Kulturbehörde lehnt Gedenktafel ab

Bis auf die stehen gebliebene Fabrikhalle in Sanitasstraße/Veringkanal sind alle anderen alten Fabrikgebäude inzwischen abgerissen worden. Das noch erhaltene Gebäude befindet sich in städtischem Besitz und wird von der Sprinkenhof AG verwaltet. Es wird für das Projekt "Künstler-Community" der Internationalen Bauausstellung (IBA 2013) umgebaut und soll im Oktober eingeweiht werden. Für Künstler werden Atelierräume eingerichtet.

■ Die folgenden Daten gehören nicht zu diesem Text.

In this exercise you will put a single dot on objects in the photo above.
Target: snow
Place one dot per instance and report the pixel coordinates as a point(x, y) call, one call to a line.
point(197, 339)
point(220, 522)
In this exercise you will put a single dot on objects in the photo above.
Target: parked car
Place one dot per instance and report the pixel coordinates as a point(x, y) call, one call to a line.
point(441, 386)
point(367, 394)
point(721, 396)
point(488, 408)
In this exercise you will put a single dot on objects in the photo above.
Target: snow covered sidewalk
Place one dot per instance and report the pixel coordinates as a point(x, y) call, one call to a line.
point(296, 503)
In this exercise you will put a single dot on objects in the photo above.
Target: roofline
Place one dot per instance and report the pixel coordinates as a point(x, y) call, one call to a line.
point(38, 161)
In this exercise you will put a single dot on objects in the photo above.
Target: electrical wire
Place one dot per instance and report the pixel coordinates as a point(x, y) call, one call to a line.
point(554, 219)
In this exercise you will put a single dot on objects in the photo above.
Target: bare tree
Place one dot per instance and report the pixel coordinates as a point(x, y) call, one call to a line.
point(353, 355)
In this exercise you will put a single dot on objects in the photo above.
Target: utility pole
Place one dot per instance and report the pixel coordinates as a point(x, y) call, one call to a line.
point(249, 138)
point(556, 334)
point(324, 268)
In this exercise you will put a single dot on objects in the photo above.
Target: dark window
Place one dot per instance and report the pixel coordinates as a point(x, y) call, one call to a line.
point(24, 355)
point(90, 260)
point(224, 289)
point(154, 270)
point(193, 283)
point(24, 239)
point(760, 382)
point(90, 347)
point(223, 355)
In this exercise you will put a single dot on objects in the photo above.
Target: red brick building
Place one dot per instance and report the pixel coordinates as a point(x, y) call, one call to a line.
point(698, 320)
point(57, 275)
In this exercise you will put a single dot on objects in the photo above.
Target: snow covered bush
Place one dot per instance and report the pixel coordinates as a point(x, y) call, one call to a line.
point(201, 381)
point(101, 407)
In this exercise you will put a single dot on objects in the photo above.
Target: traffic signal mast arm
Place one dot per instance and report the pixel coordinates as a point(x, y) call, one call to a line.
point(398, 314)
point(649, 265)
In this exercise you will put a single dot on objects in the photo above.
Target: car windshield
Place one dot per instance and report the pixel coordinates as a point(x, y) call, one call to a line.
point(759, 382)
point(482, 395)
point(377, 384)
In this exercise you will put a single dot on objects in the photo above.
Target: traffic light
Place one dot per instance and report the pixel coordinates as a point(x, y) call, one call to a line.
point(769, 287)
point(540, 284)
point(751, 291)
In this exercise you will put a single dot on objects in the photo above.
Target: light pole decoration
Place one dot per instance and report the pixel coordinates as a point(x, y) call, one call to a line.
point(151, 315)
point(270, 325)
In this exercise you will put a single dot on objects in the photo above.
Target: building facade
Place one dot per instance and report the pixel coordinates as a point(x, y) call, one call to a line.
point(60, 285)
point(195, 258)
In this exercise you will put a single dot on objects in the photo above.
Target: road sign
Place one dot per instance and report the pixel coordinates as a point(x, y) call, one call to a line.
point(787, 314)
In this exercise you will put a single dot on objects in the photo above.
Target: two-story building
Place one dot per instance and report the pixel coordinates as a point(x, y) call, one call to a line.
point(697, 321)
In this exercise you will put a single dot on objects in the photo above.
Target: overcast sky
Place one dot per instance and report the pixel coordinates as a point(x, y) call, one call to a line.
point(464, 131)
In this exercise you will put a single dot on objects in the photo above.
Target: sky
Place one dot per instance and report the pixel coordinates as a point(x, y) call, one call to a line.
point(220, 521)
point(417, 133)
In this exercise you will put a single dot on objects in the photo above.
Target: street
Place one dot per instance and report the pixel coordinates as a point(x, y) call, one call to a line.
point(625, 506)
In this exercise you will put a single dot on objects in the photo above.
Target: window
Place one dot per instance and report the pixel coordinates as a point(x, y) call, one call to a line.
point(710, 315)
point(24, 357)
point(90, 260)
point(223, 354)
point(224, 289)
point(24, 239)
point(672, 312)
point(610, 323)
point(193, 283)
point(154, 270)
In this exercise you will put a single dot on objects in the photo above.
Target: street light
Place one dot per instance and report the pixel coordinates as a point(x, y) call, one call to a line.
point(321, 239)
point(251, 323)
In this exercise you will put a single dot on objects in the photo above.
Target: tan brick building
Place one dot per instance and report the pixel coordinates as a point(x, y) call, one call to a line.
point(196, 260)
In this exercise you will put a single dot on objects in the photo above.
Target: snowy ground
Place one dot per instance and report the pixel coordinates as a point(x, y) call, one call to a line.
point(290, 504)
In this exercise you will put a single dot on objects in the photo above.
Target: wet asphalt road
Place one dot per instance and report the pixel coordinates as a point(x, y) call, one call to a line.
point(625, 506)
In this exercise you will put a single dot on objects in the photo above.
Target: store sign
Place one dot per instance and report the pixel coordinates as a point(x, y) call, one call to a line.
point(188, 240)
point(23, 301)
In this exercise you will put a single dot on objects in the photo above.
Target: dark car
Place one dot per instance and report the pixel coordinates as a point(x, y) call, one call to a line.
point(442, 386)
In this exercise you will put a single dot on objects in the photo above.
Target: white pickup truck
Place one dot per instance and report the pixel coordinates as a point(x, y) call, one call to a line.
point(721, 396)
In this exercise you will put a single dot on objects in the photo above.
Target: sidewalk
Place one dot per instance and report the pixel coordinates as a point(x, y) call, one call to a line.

Rudolf Schmidt war von 1966 bis 1999 bei Merkel beschäftigt, war Haustechniker und Betriebsrat, hatte - wie er sagt - einen sehr guten Kontakt zur Familie Merkel. Und dass im Unternehmen, das inzwischen seinen Sitz an der Industriestraße in Wilhelmsburg hat, zu Kriegszeiten Zwangsarbeiter beschäftigt waren, das sei ihm erst durch das Besuchsprogramm des Senats bewusst geworden. Schmidt: "Ich habe dann auch erfahren, dass der damalige Chef Martin Merkel in seinem Taschenbuch alle Namen und Geburtstage der Zwangsarbeiterinnen und Zwangsarbeiter notiert hatte.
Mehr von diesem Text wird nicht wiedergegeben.